The football game will be a historic moment for Fort Benning and West Point. It is the first time the game has been played outside New York.
Maj. Gen. Robert Brown, commander of the Maneuver Center of Excellence at Fort Benning and a 1981 West Point graduate, played a key role in bringing the spring intersquad game to Doughboy Stadium. The event is another opportunity to revive football on a post that’s home to the U.S. Armor School and Infantry School. When the two teams take the field at 2 p.m., the Army will be represented with one team for armor and the other for infantry. With a donation from Nike, uniforms will bear the armor crest and patch or infantry crest and patch. Cadets are expected to arrive in the morning on the day of the game. They will attend a basic training graduation and tour the National Infantry Museum & Soldier Center before flying back to New York.
Doughboy Stadium has a rich history.
The stadium dates back to 1924, when concrete was first poured for the building as a memorial for soldiers killed during World War I. With a crowd of 9,000 watching, the stadium was dedicated in October 1925 with Fort Benning defeating Oglethorpe University by a 27-6 margin.
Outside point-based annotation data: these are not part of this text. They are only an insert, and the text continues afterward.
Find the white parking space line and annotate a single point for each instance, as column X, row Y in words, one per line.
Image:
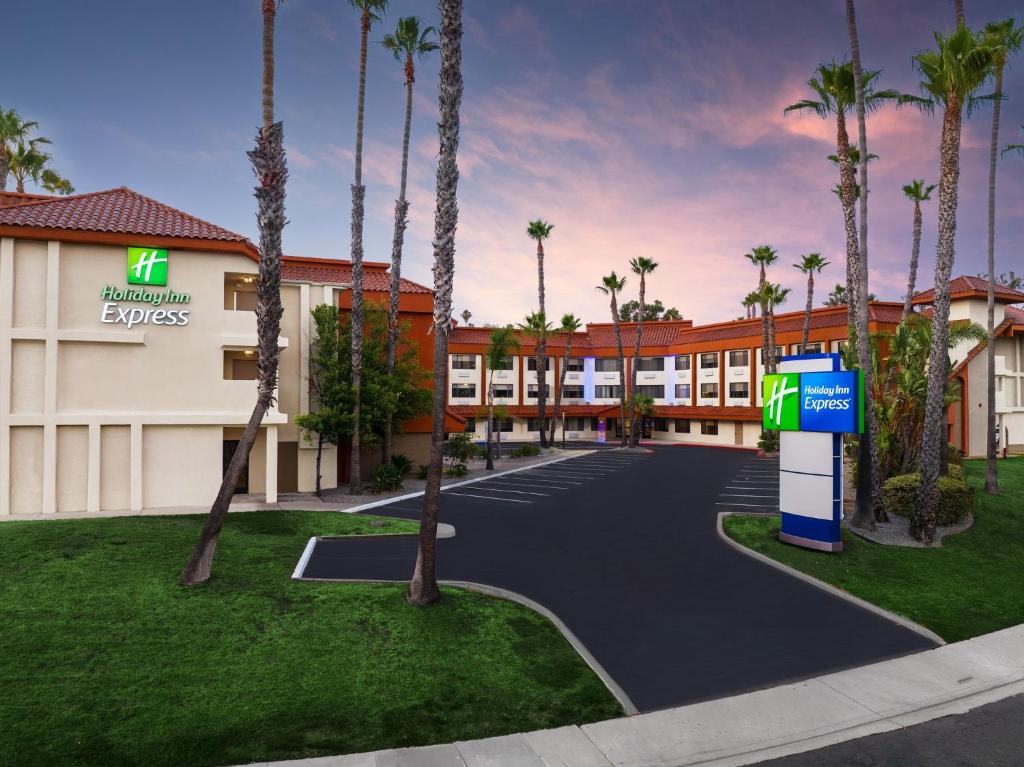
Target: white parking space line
column 491, row 498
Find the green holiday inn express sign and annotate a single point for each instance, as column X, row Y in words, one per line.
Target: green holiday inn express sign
column 146, row 269
column 827, row 401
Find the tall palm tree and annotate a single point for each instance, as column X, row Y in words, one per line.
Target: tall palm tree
column 569, row 326
column 916, row 193
column 764, row 256
column 611, row 286
column 810, row 263
column 406, row 43
column 370, row 11
column 950, row 75
column 269, row 167
column 541, row 230
column 423, row 586
column 641, row 266
column 1006, row 39
column 503, row 342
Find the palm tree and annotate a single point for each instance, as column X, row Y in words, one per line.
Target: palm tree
column 611, row 286
column 503, row 341
column 641, row 266
column 950, row 75
column 1006, row 39
column 810, row 263
column 764, row 256
column 406, row 43
column 423, row 586
column 541, row 230
column 268, row 165
column 370, row 11
column 569, row 326
column 916, row 193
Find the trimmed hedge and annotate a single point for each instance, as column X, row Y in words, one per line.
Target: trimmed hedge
column 955, row 499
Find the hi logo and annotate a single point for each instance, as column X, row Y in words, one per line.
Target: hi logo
column 781, row 395
column 146, row 266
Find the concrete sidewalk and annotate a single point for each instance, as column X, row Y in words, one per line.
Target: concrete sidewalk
column 755, row 726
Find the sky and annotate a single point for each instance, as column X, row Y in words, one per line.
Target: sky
column 649, row 128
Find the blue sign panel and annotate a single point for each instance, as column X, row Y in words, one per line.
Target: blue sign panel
column 828, row 401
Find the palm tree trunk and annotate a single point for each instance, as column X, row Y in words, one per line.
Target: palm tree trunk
column 400, row 221
column 934, row 440
column 914, row 254
column 991, row 473
column 358, row 196
column 542, row 347
column 634, row 433
column 268, row 164
column 558, row 393
column 423, row 587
A year later, the Doughboys won an all-Army championship. An assistant coach on that team was Capt. Dwight D. Eisenhower, a graduate of West Point who went on to earn five stars before becoming president of the United States.
The Doughboys earned a reputation by playing teams from the universities of Florida, Georgia and Alabama. In 1962, the Doughboys were undefeated.
That team was led by Pat Dye, a Georgia player who later coached Auburn.